The shirt in which Gary Glitter’s female doppelganger was clad was noticeably unworn and I have little doubt that it was purchased at the event. It tripped my thoughts to flashbacks of my high school years. Although we were far from the madding crowds, living in the sticks, there were three major markets for tours within a two-hour drive of our sleepy, agrarian hamlet. The day after a tour date in any of these nearby outposts of civilization, the hallways would be dotted with classmates attired in the badges of their triumphant attendance, adorned with the images of Van Halen, Billy Squier, Def Leppard, and The Kinks (who remained popular where I grew up both before and after their early ’80s resurgence).

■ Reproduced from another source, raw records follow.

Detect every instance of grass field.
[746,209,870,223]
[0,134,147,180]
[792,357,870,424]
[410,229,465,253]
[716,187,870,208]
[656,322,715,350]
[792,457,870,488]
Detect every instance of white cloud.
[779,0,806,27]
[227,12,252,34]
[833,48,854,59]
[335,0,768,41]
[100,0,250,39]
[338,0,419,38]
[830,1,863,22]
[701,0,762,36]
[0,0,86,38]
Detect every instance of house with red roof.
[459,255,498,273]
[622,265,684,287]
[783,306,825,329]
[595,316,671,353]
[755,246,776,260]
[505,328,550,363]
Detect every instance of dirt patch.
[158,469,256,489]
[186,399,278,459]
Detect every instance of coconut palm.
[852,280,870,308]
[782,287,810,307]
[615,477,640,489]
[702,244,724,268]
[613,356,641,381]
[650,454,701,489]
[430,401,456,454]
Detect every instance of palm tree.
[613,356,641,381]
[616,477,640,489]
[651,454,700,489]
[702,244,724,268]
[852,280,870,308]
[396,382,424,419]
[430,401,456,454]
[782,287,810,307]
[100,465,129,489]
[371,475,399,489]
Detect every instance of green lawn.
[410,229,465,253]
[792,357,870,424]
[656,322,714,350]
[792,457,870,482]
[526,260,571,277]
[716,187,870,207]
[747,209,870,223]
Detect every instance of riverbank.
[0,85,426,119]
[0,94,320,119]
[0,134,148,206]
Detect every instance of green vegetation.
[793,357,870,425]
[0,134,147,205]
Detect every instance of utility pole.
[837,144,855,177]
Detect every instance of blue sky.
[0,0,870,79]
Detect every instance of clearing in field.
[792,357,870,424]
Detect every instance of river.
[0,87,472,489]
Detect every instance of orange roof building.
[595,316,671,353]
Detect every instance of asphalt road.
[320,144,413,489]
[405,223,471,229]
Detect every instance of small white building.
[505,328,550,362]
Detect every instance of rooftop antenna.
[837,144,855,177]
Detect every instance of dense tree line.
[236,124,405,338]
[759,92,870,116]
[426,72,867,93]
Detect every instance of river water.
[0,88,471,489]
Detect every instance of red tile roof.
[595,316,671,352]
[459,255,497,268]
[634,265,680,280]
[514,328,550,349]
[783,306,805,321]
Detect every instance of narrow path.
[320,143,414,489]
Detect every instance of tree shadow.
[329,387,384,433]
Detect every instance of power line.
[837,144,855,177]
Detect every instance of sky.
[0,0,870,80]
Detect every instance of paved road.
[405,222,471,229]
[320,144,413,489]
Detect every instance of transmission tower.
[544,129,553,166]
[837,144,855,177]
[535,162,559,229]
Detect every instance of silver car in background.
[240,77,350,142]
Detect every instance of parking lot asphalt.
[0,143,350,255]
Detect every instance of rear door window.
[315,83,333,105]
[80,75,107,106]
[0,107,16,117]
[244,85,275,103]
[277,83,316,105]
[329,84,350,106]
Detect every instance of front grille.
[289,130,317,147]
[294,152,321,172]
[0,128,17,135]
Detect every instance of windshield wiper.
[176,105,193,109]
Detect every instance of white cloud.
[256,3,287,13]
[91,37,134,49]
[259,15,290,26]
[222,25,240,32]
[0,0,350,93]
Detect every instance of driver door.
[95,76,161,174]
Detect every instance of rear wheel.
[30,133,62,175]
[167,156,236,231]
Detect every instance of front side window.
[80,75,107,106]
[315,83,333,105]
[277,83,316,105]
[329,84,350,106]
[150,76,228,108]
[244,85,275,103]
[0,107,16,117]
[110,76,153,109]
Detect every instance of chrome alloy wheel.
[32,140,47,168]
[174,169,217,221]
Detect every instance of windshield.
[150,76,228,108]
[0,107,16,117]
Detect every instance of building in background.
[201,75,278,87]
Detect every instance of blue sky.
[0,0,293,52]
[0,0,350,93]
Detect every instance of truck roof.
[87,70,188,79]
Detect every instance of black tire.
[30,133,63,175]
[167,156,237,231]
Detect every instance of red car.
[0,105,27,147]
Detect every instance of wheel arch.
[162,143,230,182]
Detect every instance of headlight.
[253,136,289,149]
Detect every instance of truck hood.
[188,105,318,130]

Is this ritual still in place these days? Do these cloth trinkets still carry the same weight and afford the wearer with a cachet of cool? Or, as Paloma fears, has the ease and accessibility stripped concert shirts of such mystique?

Styx – Mr. Roboto
Yes, my very first concert was Styx and it so happened to be the infamous 1983 Kilroy Was Here tour, complete with a fifteen-minute movie prior to the band taking the stage which set-up the album’s concept of a dystopian future where rock music was banned (and everyone in the States had lost their jobs to robots from Japan). It almost wasn’t so as my mom had read a newspaper article about the band and the backwards masking on their song Snowblind (from 1981’s Paradise Theater). It’s quaint now to think that Styx was briefly thought to be in league with the devil (some music purists might concur), but it forced me to argue my case that my attendance would not be the first steps down a path to Hell. The ticket cost $13 and my first concert shirt – featuring Mr. Roboto’s leering mug – set me back another $16.

Rush – Tom Sawyer
Although we were only two hours from several venues, lack of funds, transportation, and ambition thwarted numerous potential concert ventures for me and my friends. There were few concerts for me before I reached college and the opportunity to see Rush was a day-of, last-second opportunity. Again, a ticket, shirt, and the chance to see a sold-out arena full of never-would-be musicians airdrum to Tom Sawyer on the Power Windows tour cost me less in 1985 than it did to fill up my car with gas last night.

Survivor – Eye Of The Tiger
Survivor was hardly a hip pick to see live, although they were a constant presence on rock radio throughout the summer of 1985 with several songs from their Vital Signs album. The price of admission to see Survivor included a day at the theme park adjacent to the amphitheater where they performed and the band were rock enough for me and my friend Brad, but commercial enough to appeal to our girlfriends at the time. My decision to commemorate the occasion by purchasing a shirt remains inexplicable.

Warren Zevon – Searching For A Heart
From the time I entered college until the present, I have now seen hundreds of live shows, but I believe the last time I purchased a concert shirt was the one I bought fifteen years ago when I saw Warren Zevon perform for the third and what would prove to be the final time. Not only possibly the most comfortable t-shirt of any kind that I have ever owned, it also had a very cool skull with a cigarette dangling from its mouth on the front (which would be a kind of logo, appearing on the backs of Zevon’s later albums). The venue was a small club and there are two persistent memories, one being the idiot behind me who screamed for Zevon to perform Mohammed’s Radio after every song. I can’t recall if he ever did, but he did play this lovely (and surprisingly) heartfelt ballad which Warren introduced by observing, “This song has been on three movie soundtracks in the past year and I’m really hoping it becomes a hit, so I won’t have to be @#$%&! playing Werewolves Of London in Vegas when I’m seventy.” Additionally, a dear friend played bass in a band with the Lennon Brothers (who would have some success with their band Venice), who supply the gorgeous harmony vocals on this song.